The term 'line' in NFL betting refers to what is also called a point-spread bet. In this type of bet, the bookmaker places a handicap on the scores so that the favorites begin at a disadvantage on paper which they will have to overcome when the action gets underway. This is where the term ‘covering the spread’ comes from.

This is done to even the scales of a fixture and encourage bettors to place money on both the favorite and the underdog in a game - the line, spread, or handicap gives the underdog a slight advantage so that you can win money by placing a bet on them, regardless of whether they win the match or not. 

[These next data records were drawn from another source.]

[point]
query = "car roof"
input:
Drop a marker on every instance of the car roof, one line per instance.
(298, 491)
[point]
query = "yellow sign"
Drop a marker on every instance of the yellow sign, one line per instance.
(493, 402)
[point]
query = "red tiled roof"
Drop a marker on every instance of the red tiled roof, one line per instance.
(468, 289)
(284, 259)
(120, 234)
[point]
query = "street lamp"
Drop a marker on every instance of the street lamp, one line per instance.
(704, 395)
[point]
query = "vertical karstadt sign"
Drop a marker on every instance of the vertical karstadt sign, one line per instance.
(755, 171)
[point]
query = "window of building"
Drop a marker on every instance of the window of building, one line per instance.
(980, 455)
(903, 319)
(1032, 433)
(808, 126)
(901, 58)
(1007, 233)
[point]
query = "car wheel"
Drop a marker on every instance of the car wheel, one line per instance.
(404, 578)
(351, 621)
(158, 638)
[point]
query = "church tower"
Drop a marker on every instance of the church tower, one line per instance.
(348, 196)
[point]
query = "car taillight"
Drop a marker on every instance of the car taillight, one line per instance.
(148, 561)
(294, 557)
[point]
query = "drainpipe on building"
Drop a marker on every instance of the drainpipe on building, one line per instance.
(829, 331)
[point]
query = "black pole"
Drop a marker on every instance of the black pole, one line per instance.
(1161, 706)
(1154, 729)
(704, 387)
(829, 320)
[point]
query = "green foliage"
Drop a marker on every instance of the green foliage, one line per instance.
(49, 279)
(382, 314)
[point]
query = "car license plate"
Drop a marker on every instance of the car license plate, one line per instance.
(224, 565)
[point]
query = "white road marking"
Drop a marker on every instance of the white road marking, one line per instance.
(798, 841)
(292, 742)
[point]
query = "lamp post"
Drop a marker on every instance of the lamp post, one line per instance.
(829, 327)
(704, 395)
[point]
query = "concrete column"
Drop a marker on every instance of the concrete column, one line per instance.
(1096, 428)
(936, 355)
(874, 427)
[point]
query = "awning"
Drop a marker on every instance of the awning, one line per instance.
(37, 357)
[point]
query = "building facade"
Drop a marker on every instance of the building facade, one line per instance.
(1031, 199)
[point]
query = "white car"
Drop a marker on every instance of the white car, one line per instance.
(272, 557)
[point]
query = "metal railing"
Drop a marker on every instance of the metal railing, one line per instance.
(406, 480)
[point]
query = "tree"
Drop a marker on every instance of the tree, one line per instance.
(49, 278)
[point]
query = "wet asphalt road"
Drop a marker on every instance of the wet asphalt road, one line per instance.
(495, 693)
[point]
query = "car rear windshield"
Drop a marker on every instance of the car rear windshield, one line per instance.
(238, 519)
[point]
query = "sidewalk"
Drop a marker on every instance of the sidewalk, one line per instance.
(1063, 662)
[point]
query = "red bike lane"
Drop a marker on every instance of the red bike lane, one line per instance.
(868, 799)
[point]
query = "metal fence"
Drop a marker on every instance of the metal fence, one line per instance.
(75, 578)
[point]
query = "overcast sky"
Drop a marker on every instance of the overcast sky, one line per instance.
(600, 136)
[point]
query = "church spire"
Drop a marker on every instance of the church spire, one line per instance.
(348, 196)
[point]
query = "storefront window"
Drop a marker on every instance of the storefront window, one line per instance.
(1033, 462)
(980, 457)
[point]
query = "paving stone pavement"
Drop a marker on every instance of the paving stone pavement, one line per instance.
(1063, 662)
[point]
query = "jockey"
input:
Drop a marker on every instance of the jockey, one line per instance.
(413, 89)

All that matters is the final margin of victory when it comes to NFL lines and spreads. Bookmakers often change the lines before a game based on how many wagers are being placed on one side of the market over the other, with the intention being to reduce saturation on one side.

NFL Lines and Spreads Example

As mentioned, NFL lines and spreads are all about the final margin of victory. They also inform you which team is the favorite (and attracting the most bets) and which team isn't. 

Let's take an example involving the Cincinnati Bengals and the Cleveland Browns:




Cincinnati Bengals 

-6.5 (-108)


Cleveland Browns 

+6.5 (-114)


The lines for this fixture are offered at -6.5 for the Bengals, which means that they will effectively be starting the game with a score of -6.5 to the Browns' 0. It's straightforward to understand here that the Bengals are the favorites since they are the ones given a handicap to overcome. 

The moneyline odds in this example show that you would have to spend $180 on the Bengals to win $100 and $100 on the Browns to win $300, i.e., there is a mismatch between how much you would have to spend on the teams. 

NFL lines and spreads diminish this mismatch and level the playing field. In this case, the Bengals are still the favorites and might well end up winning the game. But if they don't do it by at least 7 points, then you have a chance to make money on the Browns with a smaller level of risk attached. 

You'll notice that in the spread market, their odds are actually shorter than those of the Bengals - which isn't the case in the moneyline market. So, the NFL lines and spreads, in this case, have given the Browns a license to win outright or lose, as long as the losing margin isn't more than 6.5 points.